Aug 15 2014 | Realty Zone

REIT Regulation

The SEBI Board has approved on August 10 2014, the SEBI (Real Estate Investment Trusts) Regulations, 2014 (“REIT Regulations”) thereby providing a framework for registration and regulation of Real Estate Investment Trusts (“REIT’s”). Some of the salient features include 1) REIT shall invest in commercial real estate assets, either directly or through SPVs.
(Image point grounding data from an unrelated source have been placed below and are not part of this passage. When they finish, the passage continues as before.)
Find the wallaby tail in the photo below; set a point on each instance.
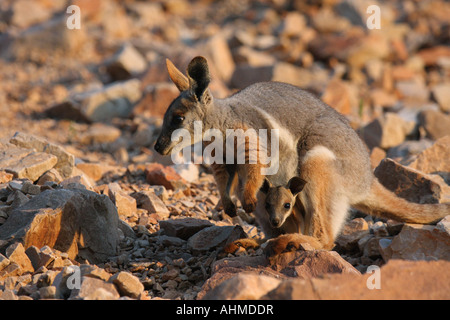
(383, 203)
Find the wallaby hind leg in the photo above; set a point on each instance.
(226, 180)
(252, 182)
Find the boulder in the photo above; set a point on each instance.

In such SPVs a REIT shall hold or proposes to hold controlling interest and not less than 50% of the equity share capital or interest. Further, such SPVs shall hold not less than 80% of its assets directly in properties and shall not invest in other SPVs. 2) Once registered, the REIT shall raise funds through an initial offer. 3) It would be mandatory to list Units of REITs on a recognized Stock Exchange. 4) A REIT shall invest in at least 2 projects with not more than 60% of value of assets invested in one project. Detailed investment conditions are provided in the Regulations. The new norms for setting up of REIT is likely to attract more foreign investment into the real estate sector.